Katelyn Beaty, a former editor of the self-styled “evangelical” publication Christianity Today, wrote a summary of a meeting at  Wheaton College in Illinois about whether their movement should distance themselves from the present (2018) leader of the Republican Party. They couldn’t figure it out.

Maybe they should read the Barmen Declaration. It asks the question of whether the church should be a tool of the state, and answers No. That declaration has survived the ruinous events of the 20th century, and will survive the present episode too.

The practice of Christianity in the USA (all of it, not just by those who claim the word evangelical as their own) has lost sight of the meaning of the words Jesus chose to read from the scroll of Isaiah. (Luke 4:17-19)

The Spirit of the Lord is upon me, because he has anointed me to bring good news to the poor. He has sent me to proclaim release to the captives and recovery of sight to the blind, to let the oppressed go free, to proclaim the year of the Lord’s favor.

This “good news” is translated from the word euangelion. That’s the root meaning of the word evangelical. It has nothing to do with gun rights or buildings or committees or hierarchies or political rallies.

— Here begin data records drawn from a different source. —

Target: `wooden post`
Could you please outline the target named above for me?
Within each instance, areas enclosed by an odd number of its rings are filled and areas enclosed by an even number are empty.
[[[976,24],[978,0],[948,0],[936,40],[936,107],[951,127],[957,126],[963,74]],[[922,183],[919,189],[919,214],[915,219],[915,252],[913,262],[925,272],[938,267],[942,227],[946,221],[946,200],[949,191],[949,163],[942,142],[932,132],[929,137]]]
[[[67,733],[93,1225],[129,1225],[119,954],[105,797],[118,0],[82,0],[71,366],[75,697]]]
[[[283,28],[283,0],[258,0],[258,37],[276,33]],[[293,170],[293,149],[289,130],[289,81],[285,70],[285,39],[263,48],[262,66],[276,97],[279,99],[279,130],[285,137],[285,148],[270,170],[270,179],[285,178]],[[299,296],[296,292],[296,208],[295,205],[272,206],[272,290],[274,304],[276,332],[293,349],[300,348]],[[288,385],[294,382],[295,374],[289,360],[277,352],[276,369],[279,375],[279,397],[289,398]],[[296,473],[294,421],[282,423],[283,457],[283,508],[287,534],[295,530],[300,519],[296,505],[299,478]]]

It’s about opposing the systemic bigotry that is 21st century Christianity in the US. The trouble with Jesus’s path? It leads to the cross on its way to glory. Who can blame te churches for wanting to take a shortcut to glory? The cross is nasty and humiliating.

Christianity today is all about defending glory–power, privilege, and money–against those who want some for themselves.

Who can blame the growing majority of people who see no point in it?